Credentials to access graphdb instances should be added to a .env file. A .example.env
file is provided to show all variables available
A justfile (see just) is provided to simplify usage. You can see a list of available actions by typing just
.
To build the image and run the tool within a container using podman:
# This assumes there is a .env file in the working directory
$ just image-build
$ just container-run <source-graph-uri> <target-graph-uri>
# dependencies must be installed on host (bash, curl, coreutils, tripsu)
$ just run <source-graph-uri> <target-graph-uri>
To work interactively in the containerized environment:
# enter containerized environment
$ just container-dev
# Now all dependencies are available
$ just run ${SOURCE_GRAPH} ${TARGET_GRAPH}
Note
If just is not available on the host, you can run its command directly (after setting variables):
$ podman run \
--rm \
-it \
--network=host \
-v "${TMPDIR}/syncer:/tmp/syncer" \
-v "${PWD}:/app" \
-e TMPDIR=/tmp/syncer \
-e QUERY_PATH=${QUERY_PATH} \
-e LOGDIR=${LOGDIR} \
--env-file .env \
${IMAGE}:${TAG}
A log file with unique filename (inc. timestamp and PID) will be automatically created in the directory.
A helper recipe and script are provided to continuously watch for new source updates:
$ just container-dev
$ just watch /tmp/syncer/logs
In the example above, we enter the containerized environment, which mounts the host /tmp/syncer folder, and watch for filesystem events in that folder.
just watch
is configured to trigger scripts/watchexec-event.sh
whenever a json file is created or updated in the target folder.
The script scripts/watchexec-event.sh
is written specifically to parse logs from graphdb-loader
, but can be adapted for specific use-cases.

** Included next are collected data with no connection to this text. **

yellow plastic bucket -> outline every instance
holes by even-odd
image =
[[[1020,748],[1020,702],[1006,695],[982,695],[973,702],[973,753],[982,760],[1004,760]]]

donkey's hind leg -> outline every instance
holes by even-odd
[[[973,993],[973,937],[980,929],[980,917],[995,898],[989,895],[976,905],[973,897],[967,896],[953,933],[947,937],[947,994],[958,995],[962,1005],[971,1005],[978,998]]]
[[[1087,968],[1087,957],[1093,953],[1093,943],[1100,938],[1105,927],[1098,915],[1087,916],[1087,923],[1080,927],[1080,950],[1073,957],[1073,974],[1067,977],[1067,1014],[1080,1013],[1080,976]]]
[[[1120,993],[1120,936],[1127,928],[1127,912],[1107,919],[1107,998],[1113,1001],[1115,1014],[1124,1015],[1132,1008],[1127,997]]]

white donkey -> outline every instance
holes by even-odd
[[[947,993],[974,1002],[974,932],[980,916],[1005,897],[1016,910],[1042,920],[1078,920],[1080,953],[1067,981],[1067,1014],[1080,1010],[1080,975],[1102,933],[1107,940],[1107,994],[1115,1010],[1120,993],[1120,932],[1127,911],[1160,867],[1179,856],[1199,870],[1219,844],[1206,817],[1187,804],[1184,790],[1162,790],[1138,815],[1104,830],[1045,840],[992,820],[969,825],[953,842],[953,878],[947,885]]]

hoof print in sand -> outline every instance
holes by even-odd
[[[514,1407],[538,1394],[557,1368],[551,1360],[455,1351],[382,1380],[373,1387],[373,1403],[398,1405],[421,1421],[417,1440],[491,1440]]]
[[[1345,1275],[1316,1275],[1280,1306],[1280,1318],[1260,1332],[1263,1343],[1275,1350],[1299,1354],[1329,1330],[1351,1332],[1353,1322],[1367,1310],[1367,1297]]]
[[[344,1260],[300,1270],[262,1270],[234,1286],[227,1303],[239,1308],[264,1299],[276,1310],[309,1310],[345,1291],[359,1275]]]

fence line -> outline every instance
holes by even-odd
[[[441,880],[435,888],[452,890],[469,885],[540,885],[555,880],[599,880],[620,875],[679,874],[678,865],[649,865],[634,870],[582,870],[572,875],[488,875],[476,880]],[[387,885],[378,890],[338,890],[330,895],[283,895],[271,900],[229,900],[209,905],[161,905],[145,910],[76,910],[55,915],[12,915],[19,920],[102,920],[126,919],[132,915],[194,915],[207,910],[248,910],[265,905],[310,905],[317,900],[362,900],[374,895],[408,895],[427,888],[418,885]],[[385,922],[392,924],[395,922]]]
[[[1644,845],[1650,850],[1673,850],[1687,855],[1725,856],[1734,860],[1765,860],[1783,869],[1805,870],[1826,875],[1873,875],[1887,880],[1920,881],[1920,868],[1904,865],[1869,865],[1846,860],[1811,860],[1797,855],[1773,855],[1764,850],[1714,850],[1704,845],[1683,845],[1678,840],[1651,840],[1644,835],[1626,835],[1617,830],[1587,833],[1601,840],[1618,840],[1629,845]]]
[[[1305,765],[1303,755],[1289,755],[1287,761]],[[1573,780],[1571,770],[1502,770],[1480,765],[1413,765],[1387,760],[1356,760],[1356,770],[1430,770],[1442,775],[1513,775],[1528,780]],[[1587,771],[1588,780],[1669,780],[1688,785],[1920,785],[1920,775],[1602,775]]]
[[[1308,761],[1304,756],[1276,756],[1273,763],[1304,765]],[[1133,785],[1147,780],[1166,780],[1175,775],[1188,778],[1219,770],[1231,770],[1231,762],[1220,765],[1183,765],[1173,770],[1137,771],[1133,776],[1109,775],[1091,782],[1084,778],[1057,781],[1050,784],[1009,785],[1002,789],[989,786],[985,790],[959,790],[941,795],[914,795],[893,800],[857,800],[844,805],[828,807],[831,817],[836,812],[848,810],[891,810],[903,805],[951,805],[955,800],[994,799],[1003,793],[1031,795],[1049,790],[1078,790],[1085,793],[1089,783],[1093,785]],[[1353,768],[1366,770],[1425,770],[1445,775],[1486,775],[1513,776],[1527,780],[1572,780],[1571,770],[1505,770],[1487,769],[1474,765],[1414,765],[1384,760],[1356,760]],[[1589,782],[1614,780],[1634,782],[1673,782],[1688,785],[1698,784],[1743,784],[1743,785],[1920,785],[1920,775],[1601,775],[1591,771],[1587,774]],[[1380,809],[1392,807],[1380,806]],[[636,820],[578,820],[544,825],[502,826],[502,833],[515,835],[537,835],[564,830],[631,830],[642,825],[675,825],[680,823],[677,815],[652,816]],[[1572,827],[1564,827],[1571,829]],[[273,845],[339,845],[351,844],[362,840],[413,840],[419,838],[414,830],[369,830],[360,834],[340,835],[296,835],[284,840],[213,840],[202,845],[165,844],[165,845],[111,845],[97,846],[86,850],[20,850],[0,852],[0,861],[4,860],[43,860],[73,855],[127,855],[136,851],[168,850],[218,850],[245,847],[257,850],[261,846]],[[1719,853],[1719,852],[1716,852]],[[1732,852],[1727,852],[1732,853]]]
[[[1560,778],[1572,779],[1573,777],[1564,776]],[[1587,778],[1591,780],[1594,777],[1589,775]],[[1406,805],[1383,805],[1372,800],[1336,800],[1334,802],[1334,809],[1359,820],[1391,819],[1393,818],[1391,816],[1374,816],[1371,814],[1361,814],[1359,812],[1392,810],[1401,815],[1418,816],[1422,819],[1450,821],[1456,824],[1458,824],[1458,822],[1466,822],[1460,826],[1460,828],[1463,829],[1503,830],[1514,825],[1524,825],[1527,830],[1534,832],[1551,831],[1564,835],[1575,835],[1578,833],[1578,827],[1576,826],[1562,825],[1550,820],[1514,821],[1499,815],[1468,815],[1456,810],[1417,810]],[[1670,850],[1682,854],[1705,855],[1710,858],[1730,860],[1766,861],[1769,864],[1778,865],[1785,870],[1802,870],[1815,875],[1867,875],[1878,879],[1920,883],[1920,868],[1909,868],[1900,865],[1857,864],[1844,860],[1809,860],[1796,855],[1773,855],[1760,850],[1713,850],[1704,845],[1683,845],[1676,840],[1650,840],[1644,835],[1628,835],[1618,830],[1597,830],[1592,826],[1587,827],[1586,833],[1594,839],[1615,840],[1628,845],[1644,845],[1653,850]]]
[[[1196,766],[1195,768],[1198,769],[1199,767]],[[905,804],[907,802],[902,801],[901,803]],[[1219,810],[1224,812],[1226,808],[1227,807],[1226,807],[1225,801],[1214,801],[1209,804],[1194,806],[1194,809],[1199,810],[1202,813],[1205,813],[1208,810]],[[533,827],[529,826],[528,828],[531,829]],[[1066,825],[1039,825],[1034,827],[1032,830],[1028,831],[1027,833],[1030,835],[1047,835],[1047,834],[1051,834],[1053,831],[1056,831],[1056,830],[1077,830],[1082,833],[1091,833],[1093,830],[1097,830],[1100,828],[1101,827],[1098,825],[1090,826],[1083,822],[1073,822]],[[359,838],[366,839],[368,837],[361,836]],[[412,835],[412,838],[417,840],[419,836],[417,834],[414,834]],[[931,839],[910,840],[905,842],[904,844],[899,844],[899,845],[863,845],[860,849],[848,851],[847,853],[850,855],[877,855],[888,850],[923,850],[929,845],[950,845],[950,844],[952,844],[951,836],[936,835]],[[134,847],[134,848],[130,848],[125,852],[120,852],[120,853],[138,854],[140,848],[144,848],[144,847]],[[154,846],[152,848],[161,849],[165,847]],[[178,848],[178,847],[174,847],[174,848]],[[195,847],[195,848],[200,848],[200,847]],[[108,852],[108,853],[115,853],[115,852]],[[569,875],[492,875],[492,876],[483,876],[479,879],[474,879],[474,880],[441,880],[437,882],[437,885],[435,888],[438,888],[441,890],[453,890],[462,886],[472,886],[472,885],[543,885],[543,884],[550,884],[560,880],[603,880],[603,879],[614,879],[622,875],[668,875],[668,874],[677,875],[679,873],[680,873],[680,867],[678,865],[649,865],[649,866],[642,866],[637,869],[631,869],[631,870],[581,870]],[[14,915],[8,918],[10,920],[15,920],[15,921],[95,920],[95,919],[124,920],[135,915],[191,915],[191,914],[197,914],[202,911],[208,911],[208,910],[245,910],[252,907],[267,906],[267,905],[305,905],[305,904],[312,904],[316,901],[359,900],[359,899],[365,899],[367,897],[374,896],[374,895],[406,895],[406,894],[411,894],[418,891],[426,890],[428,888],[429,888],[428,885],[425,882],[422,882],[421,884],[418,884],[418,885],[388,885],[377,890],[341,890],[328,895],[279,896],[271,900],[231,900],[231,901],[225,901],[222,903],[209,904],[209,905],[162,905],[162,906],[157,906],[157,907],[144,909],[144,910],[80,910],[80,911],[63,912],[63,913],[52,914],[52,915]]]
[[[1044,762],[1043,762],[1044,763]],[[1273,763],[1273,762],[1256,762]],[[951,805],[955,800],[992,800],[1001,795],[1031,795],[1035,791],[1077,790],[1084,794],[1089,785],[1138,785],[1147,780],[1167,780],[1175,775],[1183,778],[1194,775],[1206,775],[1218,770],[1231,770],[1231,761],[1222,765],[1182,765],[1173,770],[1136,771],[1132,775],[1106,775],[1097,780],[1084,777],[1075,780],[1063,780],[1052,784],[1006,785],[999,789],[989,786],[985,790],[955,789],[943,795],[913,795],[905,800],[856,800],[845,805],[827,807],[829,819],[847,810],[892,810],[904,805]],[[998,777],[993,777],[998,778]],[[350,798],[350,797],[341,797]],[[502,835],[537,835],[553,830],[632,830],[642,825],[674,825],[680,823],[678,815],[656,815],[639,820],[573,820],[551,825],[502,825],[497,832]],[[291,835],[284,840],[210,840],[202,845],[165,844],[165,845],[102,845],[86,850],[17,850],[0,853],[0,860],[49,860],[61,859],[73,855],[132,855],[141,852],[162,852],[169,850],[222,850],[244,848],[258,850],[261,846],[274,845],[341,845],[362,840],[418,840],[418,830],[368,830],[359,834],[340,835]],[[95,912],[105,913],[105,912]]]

The intended usage of graphdb-loader + graphdb-syncer is as follows:
# Continuously watch for new files to load into graphdb
$ git clone https://github.com/sdsc-ordes/nds-lucid-graphdb-loader && cd nds-lucid-graphdb-loader
$ nextflow run ./main.nf --log_dir /tmp/syncer/logs --watch
# Continuously watch for new data loaded into graphdb to sync
$ git clone https://github.com/sdsc-ordes/nds-lucid-graphdb-syncer && cd nds-lucid-graphdb-syncer
$ just container-dev
$ just watch /tmp/syncer/logs
Tip
When running the tool directly, you can set additional variables on the command line, such as TARGET_REPO
, just remove them from the .env
file and prepend them to the command.
For example: TMPDIR=/data TARGET_REPO='custom-repo' ./bin/graphdb-sync <source-graph> <target-graph>